A verdade e a boa-fé em jogo nos concursos públicos

Agenda 21/05/2008 às 00:00

Como é de reiterado conhecimento dos milhares de candidatos a cargos e empregos públicos que prestam os respectivos concursos, existem provas, como aquelas aplicadas pelo Centro de Seleção e de Promoção de Eventos Universidade de Brasília (CESPE/UNB), onde há a previsão de que cada questão assinalada erroneamente pelo candidato lhe subtrai o ponto conquistado em uma questão assinalada de forma correta. Tal critério, segundo o próprio CESPE/UNB, é medida justa para "descartar a possibilidade de acerto ao acaso. O procedimento é justificável em um processo que visa selecionar o candidato que sabe analisar, interpretar e responder a partir do que aprendeu, descartando o "chute". A anulação de um item correto para cada resposta incorreta é, portanto, uma segurança a mais de que a classificação no processo se deve ao desempenho individual do candidato e não à sorte" (http://www.cespe.unb.br/perguntasFrequentes/).

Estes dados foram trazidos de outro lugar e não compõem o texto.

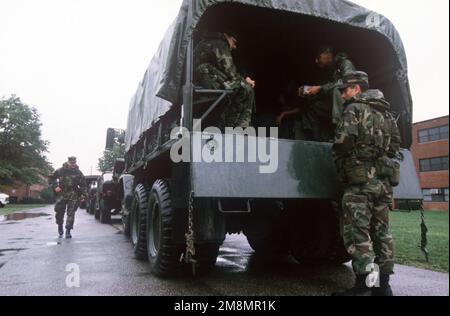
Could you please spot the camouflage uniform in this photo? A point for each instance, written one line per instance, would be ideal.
(214, 69)
(73, 185)
(325, 109)
(367, 140)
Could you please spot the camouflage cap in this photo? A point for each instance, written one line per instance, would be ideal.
(353, 78)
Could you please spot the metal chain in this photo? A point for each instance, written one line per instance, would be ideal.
(189, 258)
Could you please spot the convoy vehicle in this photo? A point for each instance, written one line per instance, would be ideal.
(86, 204)
(4, 200)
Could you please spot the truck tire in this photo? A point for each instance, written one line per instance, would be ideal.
(163, 254)
(105, 214)
(138, 222)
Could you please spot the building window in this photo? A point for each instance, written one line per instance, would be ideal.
(433, 134)
(435, 195)
(434, 164)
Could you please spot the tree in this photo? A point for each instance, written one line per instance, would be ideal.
(22, 149)
(106, 163)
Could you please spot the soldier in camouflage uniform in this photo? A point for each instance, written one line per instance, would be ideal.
(214, 68)
(325, 108)
(367, 143)
(69, 185)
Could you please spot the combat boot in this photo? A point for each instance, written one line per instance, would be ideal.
(60, 231)
(360, 288)
(385, 288)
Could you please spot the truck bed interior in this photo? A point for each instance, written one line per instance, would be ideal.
(276, 48)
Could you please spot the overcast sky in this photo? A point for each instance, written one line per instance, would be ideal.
(79, 61)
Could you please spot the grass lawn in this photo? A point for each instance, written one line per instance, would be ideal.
(18, 207)
(406, 230)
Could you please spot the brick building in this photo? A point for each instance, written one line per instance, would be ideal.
(430, 150)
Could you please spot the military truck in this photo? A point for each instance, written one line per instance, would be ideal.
(108, 193)
(182, 209)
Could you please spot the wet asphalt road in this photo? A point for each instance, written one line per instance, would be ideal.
(33, 262)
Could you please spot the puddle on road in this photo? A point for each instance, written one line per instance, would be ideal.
(21, 216)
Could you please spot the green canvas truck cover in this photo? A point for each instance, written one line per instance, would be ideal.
(161, 87)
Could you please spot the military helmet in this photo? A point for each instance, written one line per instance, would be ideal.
(353, 78)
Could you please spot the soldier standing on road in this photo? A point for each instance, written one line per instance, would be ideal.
(325, 108)
(367, 142)
(214, 68)
(69, 185)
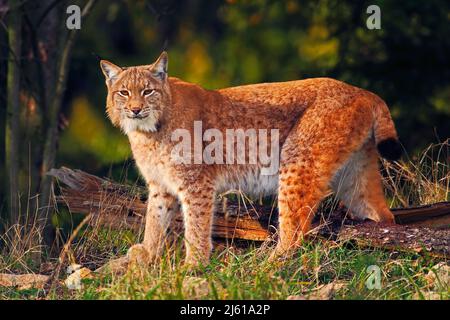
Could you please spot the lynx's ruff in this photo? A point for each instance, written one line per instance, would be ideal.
(329, 134)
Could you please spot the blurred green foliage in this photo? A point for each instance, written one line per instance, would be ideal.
(226, 43)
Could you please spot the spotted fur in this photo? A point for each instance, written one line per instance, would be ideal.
(328, 131)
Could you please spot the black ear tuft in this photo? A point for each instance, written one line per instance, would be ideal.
(390, 149)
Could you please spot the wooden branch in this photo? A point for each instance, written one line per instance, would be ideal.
(118, 205)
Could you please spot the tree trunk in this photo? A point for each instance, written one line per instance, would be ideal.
(51, 134)
(12, 131)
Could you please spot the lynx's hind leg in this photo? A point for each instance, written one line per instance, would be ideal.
(314, 150)
(358, 185)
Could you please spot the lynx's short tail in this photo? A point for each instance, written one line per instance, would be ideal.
(384, 132)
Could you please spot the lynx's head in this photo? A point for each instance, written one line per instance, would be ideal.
(137, 96)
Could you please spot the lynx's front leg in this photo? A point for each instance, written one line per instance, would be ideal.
(197, 202)
(156, 220)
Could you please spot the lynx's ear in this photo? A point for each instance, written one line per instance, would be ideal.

Contudo, passaremos a tecer algumas considerações acerca do malfadado critério de avaliação, as quais levarão à conclusão de que tal se revela totalmente divorciado do Direito, bem como do próprio conceito de verdade.

Diz o Dicionário Michaelis sobre o vocábulo verdade:

verdade

ver.da.de

sf (lat veritate) 1 Aquilo que é ou existe iniludivelmente. 2 Conformidade das coisas com o conceito que a mente forma delas. 3 Concepção clara de uma realidade. 4 Realidade, exatidão. 5 Sinceridade, boa-fé. 6 Princípio certo e verdadeiro; axioma. 7 Juízo ou proposição que não se pode negar racionalmente. 8 Conformidade do que se diz com o que se sente ou se pensa. 9 Máxima, sentença. 10 Cópia ou imitação fiel. 11 Representação fiel de alguma coisa existente na natureza. 12 Caráter próprio. Antôn (acepção 8): mentira. sf pl Princípios fundamentais de uma doutrina; dogmas de uma religião. Meia verdade: afirmação parcialmente verdadeira ou parcialmente urdida, de modo a iludir pessoas ou escapar a críticas. V. verdade: a verdade primeiro que tudo; diga-se a verdade, salve-se a verdade. Dizer a verdade nua e crua: falar sem ambages, sem disfarce, sem rodeios. Dizer as verdades a alguém: a) expor abertamente o que se sabe ou se julga de alguém; b) criticar sem medo; c) manifestar os defeitos ou as faltas de alguém. Ser a pura verdade: ser a verdade clara e positiva, ser a verdade incontestável. Ser a verdade em pessoa: nunca mentir. Tirar a verdade a limpo: averiguá-la. Valha a verdade: diga-se a verdade. Verdade é que: na realidade

(http://michaelis.uol.com.br).

Estabelecido tal conceito, e agora passando à realidade fática de uma avaliação, seja em qualquer esfera do conhecimento humano, seja em um concurso público, que é o nosso foco neste texto, no momento em que o candidato julga como certa uma assertiva disposta em uma prova de concurso, e aquela é de fato confirmada como tal no momento da correção, torna-se, então, no contexto fático, imutável, conforme os conceitos acima dispostos. Ou seja, no momento em que uma questão é dada como certa, passa a ser expressão da realidade, exata, coexiste com a boa-fé, não podendo ser negada racionalmente...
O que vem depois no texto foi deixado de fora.